The adaption by Will Fetters doesn’t think you will. In fact, the script is so simple-minded that it thinks incident will pass for plot and arbitrary events will pass for characterization. It’s a movie that relies on characters not telling each other important information and, when presented with new revelations, they will assume the worst about each other. And then, when things are finally straightened out, when characters actually open up to each other, the very important conflicts just fizzle out as if they never were a problem at all. But we just spent an hour or whatever watching characters dance around these problems, fretting over what amounts to nothing. From the first shot they share, it’s achingly obvious that Efron and Schilling will fall in love and live happily ever after. The only convincing reason to delay the obvious with unbelievable obstacles is to make sure the story takes 100 minutes to tell.

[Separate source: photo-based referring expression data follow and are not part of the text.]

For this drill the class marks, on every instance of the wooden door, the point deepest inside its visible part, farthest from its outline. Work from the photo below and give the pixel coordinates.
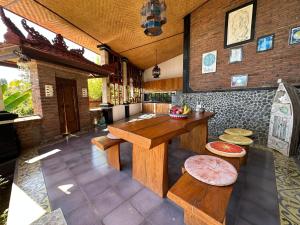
(67, 105)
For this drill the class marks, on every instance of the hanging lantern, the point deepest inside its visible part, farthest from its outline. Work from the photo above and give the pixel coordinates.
(153, 15)
(156, 69)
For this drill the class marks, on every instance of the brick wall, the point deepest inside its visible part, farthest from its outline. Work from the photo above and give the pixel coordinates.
(207, 34)
(44, 74)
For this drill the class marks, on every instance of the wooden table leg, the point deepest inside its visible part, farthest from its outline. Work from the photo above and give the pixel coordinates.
(113, 157)
(150, 167)
(196, 139)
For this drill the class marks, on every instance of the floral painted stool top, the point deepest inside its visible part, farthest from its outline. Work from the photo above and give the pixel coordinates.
(113, 137)
(211, 170)
(225, 149)
(235, 139)
(238, 131)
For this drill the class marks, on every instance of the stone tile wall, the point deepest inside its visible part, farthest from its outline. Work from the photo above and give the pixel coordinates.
(249, 109)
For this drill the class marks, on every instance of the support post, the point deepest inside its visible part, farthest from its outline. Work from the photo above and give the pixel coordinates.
(104, 53)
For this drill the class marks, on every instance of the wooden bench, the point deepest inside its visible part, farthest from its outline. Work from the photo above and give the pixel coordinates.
(112, 148)
(203, 204)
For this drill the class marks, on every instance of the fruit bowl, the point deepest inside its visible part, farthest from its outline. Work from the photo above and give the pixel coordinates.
(178, 116)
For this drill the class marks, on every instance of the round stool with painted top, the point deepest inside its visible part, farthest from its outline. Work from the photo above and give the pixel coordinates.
(242, 141)
(232, 153)
(239, 131)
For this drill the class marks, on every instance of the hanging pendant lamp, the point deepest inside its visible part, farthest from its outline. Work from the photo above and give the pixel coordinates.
(153, 15)
(156, 69)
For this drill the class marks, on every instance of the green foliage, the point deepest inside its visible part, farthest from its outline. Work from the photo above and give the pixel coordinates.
(3, 182)
(18, 97)
(95, 88)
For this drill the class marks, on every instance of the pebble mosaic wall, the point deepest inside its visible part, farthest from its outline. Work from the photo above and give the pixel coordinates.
(243, 109)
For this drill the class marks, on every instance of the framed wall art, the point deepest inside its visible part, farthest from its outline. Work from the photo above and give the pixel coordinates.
(294, 36)
(209, 62)
(240, 25)
(239, 81)
(265, 43)
(236, 55)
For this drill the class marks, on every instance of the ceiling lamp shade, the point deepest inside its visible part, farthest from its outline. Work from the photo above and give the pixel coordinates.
(153, 15)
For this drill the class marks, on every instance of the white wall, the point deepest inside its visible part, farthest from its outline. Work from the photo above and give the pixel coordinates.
(168, 69)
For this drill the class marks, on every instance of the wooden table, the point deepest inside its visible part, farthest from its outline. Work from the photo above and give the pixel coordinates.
(150, 145)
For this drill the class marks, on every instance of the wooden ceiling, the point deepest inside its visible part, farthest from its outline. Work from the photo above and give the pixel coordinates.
(113, 22)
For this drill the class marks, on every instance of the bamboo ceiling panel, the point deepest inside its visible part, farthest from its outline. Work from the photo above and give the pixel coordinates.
(113, 22)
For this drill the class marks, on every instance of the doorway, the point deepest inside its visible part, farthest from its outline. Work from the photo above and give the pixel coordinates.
(67, 105)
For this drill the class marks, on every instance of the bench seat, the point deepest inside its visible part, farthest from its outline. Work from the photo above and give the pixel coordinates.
(112, 148)
(203, 204)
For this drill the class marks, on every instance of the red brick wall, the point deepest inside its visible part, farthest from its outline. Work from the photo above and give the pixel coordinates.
(46, 107)
(207, 34)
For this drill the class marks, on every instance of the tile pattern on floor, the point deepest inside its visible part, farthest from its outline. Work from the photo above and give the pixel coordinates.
(88, 191)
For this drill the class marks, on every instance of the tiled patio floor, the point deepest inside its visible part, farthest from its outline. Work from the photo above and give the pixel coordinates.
(79, 182)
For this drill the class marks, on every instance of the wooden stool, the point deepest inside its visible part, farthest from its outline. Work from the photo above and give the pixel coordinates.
(112, 148)
(239, 132)
(242, 141)
(231, 153)
(203, 204)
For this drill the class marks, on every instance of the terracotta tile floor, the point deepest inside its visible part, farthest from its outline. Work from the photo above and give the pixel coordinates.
(89, 192)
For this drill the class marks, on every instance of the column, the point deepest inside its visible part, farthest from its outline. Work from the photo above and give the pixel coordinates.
(124, 69)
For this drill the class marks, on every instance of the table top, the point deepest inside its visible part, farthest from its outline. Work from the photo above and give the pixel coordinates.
(149, 133)
(239, 131)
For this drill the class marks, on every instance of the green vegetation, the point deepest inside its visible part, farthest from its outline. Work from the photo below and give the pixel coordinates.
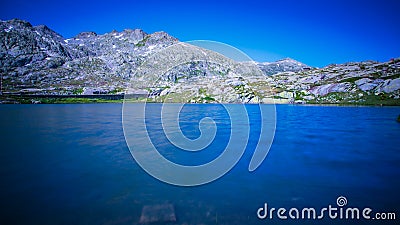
(78, 91)
(143, 42)
(116, 90)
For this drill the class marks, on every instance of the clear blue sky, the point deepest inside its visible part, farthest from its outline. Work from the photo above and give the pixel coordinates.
(314, 32)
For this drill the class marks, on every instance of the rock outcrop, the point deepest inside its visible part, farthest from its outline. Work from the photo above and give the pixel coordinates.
(35, 59)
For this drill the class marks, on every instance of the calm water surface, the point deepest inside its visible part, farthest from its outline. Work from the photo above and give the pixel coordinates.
(69, 164)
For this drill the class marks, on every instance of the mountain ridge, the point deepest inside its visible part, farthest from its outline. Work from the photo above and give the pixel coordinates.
(38, 60)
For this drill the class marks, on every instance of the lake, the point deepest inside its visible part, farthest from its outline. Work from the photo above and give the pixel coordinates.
(70, 164)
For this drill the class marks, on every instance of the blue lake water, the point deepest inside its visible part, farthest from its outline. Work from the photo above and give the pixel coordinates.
(70, 164)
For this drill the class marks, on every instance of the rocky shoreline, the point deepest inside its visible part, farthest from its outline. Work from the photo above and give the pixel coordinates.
(35, 61)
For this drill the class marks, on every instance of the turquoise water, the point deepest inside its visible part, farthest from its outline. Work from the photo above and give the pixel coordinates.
(69, 164)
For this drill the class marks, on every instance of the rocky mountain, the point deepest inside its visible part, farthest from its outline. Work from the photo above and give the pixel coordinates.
(37, 60)
(283, 65)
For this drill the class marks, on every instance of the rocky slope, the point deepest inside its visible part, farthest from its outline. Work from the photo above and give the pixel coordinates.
(366, 82)
(37, 60)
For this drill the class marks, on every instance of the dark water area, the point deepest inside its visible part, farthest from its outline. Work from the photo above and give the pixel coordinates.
(70, 164)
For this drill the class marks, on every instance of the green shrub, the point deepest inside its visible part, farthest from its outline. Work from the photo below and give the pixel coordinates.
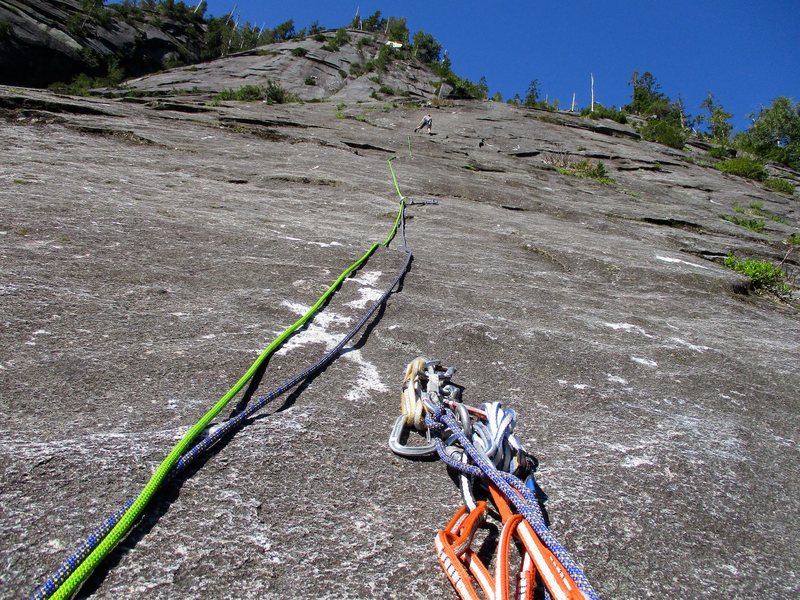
(743, 167)
(337, 41)
(601, 112)
(585, 169)
(720, 152)
(779, 185)
(763, 274)
(272, 93)
(664, 132)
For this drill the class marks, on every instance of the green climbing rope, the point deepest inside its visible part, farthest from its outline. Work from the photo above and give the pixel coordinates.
(120, 530)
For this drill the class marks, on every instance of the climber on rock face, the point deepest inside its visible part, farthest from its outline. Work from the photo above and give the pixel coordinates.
(427, 120)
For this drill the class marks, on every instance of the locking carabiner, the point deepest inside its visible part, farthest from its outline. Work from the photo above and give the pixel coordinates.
(404, 450)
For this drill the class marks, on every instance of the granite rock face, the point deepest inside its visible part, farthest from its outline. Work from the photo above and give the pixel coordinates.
(151, 248)
(45, 41)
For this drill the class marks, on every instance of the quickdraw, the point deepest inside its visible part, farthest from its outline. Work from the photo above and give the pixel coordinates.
(480, 444)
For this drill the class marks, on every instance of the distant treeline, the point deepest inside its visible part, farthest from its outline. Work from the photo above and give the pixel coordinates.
(774, 134)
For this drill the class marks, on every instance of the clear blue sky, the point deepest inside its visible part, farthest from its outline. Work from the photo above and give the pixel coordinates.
(745, 52)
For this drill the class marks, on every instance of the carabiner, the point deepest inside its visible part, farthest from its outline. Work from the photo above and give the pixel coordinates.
(427, 449)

Take the character of the woman’s ex-husband (Jay R. Ferguson), for example. He’s comically threatening with a bunch of traits that make it seem like he was created from a checklist of nasty clichés. He’s an abusive, alcoholic, jealous, condescending cop with high-level connections within the local government. He’s not much of a character beyond a collection of traits targeted to provide maximum disruption in what would otherwise be a plot almost entirely without conflict. He’s a distraction; the only purpose he serves is, like Efron’s decision not to reveal his lucky charm, simply a way to keep the movie going. When the ex-husband has finally outlived his purpose in the plot, he’s written out in a comically overwrought and underwritten way that’s supposed to be a Big Moment, but is in fact just an atonal cop out.

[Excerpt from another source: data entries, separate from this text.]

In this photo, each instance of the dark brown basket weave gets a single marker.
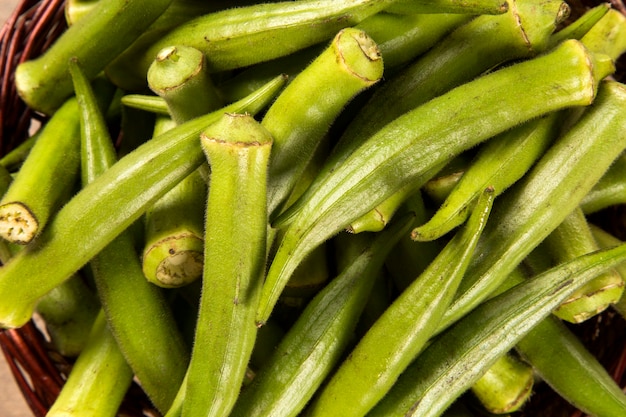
(40, 372)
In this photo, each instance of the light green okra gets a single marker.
(122, 193)
(44, 83)
(131, 305)
(403, 151)
(457, 359)
(238, 149)
(314, 345)
(403, 330)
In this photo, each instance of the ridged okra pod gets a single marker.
(239, 37)
(541, 200)
(120, 196)
(46, 179)
(305, 109)
(403, 330)
(238, 149)
(403, 151)
(316, 342)
(457, 359)
(98, 380)
(131, 304)
(44, 82)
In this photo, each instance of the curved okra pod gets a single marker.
(314, 345)
(403, 151)
(303, 112)
(130, 303)
(44, 83)
(98, 380)
(46, 179)
(120, 195)
(573, 238)
(562, 361)
(403, 330)
(238, 149)
(460, 356)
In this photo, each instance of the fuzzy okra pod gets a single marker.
(403, 151)
(403, 330)
(316, 342)
(44, 82)
(120, 195)
(460, 356)
(46, 179)
(238, 149)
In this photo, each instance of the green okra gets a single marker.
(541, 200)
(570, 239)
(460, 356)
(403, 151)
(562, 361)
(122, 193)
(239, 37)
(238, 149)
(499, 163)
(46, 179)
(403, 330)
(99, 378)
(314, 345)
(130, 303)
(305, 109)
(506, 386)
(44, 83)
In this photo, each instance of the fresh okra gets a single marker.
(403, 330)
(315, 343)
(457, 359)
(44, 83)
(403, 151)
(237, 148)
(122, 193)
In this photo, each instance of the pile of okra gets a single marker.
(320, 207)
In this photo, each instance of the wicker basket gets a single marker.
(40, 372)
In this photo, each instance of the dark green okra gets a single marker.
(314, 345)
(120, 196)
(403, 330)
(46, 179)
(403, 151)
(539, 202)
(238, 149)
(44, 83)
(130, 303)
(460, 356)
(99, 378)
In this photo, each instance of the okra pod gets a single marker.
(461, 355)
(237, 148)
(314, 345)
(44, 83)
(403, 151)
(403, 330)
(122, 193)
(46, 179)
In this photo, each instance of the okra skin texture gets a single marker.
(98, 380)
(45, 180)
(305, 109)
(120, 195)
(45, 83)
(461, 355)
(403, 330)
(238, 149)
(562, 361)
(403, 152)
(315, 343)
(539, 202)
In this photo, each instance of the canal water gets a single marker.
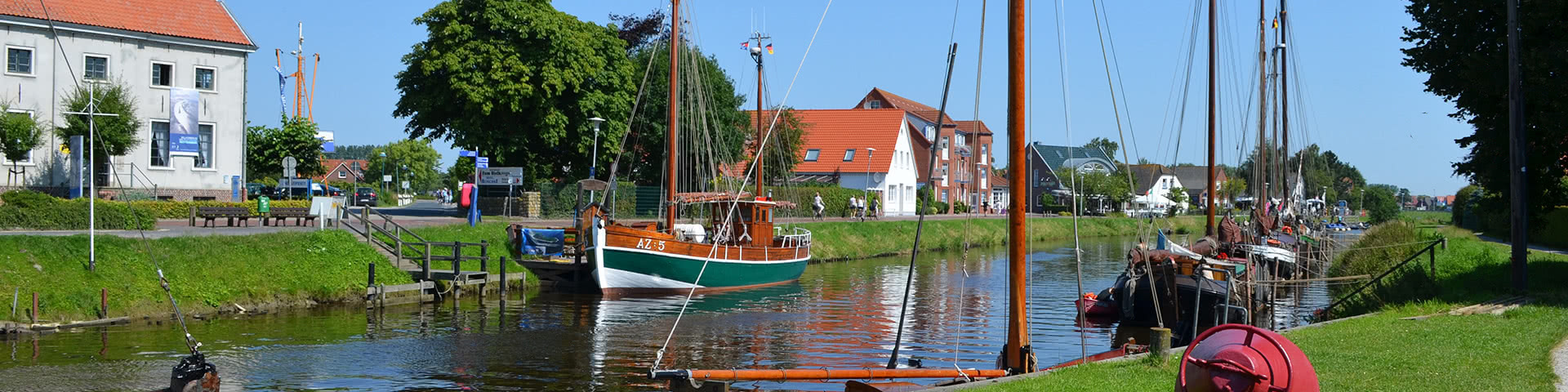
(840, 315)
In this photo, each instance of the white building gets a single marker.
(148, 46)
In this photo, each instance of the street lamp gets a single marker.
(867, 192)
(593, 165)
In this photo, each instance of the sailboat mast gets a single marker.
(673, 102)
(1209, 182)
(1015, 354)
(1263, 163)
(1285, 100)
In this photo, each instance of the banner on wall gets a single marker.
(184, 137)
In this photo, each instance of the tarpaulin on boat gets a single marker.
(543, 242)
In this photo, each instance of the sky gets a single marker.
(1349, 91)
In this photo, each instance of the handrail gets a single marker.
(1431, 248)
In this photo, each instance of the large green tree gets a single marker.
(117, 136)
(1460, 46)
(412, 160)
(516, 80)
(269, 146)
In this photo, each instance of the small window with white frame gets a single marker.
(29, 158)
(20, 60)
(206, 78)
(95, 68)
(162, 74)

The whole endeavor is directed by Scott Hicks, a filmmaker who has, in the past, helmed glossy prestige projects, adaptations of true stories (Shine and The Boys Are Back) and novels (Snow Falling on Cedars and Hearts in Atlantis). He doesn’t (and probably couldn’t) do much with the material besides keeping things moving and looking competent on a technical level. The cast hardly elevates things either. Efron has little experience in carrying a drama and it shows. He’s never convincing as an ex-Marine and his way of projecting inner turmoil is by keeping his face as still and expressionless as possible. Still, he’s far better here than in Charlie St. Cloud, that drippy movie from a few years ago about a kid who plays catch with the ghost of his dead little brother. Schilling, for her part, has a scene where she laughs and cries at the same time, which, if nothing else, proves that her scary, emotionless lead performance in the worst movie of last year, Atlas Shrugged: Part 1, was in all likelihood a purposeful decision to help reveal the lunacy of that project from within it.

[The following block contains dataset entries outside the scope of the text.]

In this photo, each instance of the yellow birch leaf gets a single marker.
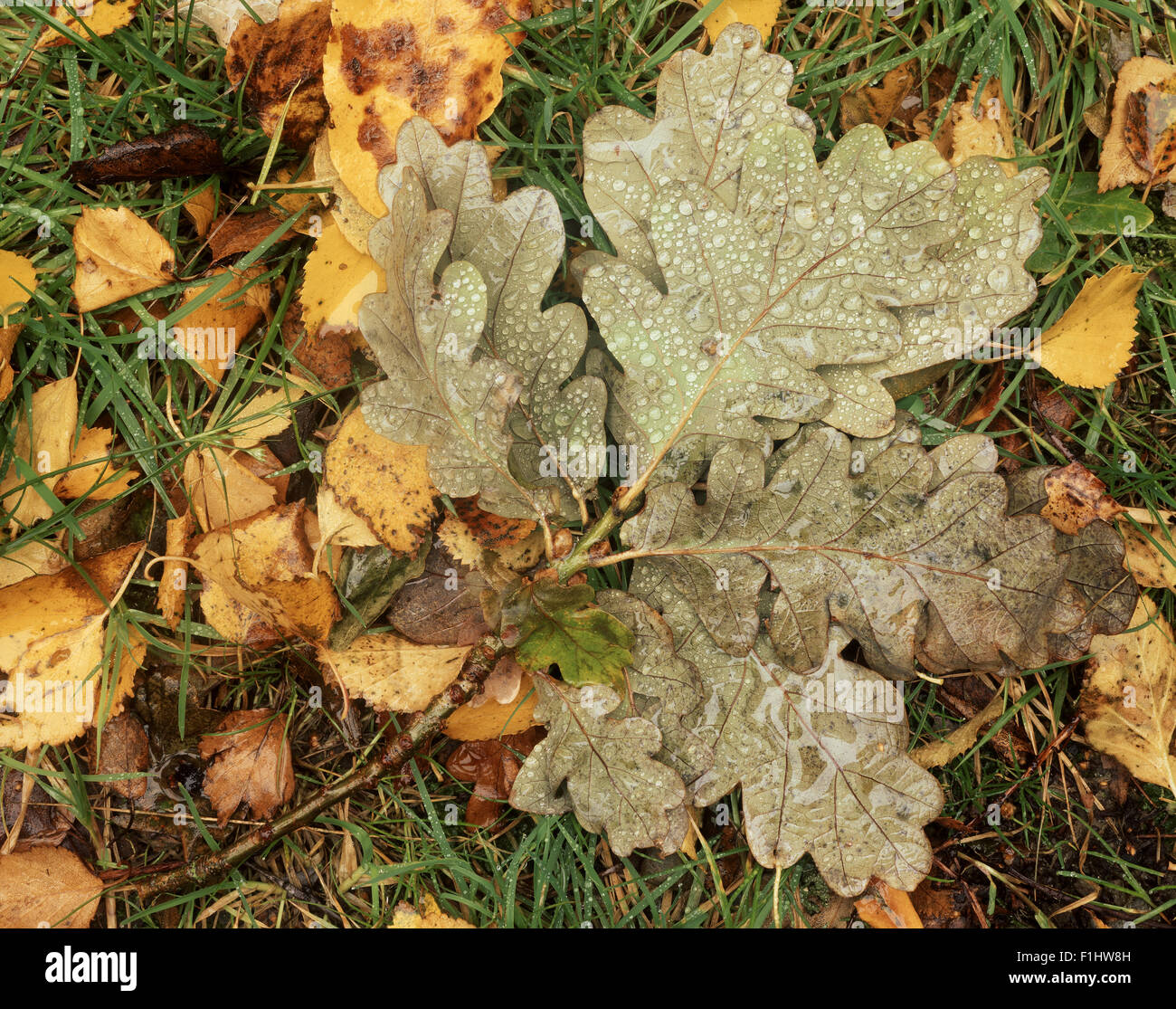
(1092, 342)
(119, 254)
(760, 14)
(1129, 700)
(439, 59)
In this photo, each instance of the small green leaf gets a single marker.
(557, 624)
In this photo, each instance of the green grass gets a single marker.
(353, 867)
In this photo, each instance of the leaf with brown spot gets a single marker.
(119, 254)
(375, 491)
(1128, 703)
(439, 59)
(1076, 498)
(280, 59)
(250, 761)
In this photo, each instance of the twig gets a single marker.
(389, 758)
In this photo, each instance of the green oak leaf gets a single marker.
(548, 623)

But maybe the filmmakers didn’t want me sitting there thinking about even worse movies that Efron and Schilling have made. They probably weren’t expecting me to sit there thinking about much at all beyond caring about the characters and their situations. But I just wasn’t invested in anything that was happening on screen. Even when Efron and Schilling break their long, dull flirtation with a heavy-duty, fully-clothed make-out scene under an outdoor shower, it plays less like an expression of romantic tension, and more like another box to be checked. The movie’s so thin, programmatic and uneventful that I had difficulty remembering what happened in it even minutes after it was over.

1 comment:

  1. This movie was total crap because it tried so hard to make us care for these characters and their love, that it just ended up being irritating as hell. Efron and Schilling do try but come on, there is only so much one person can do with a Nicholas Sparks adaptation! Good review.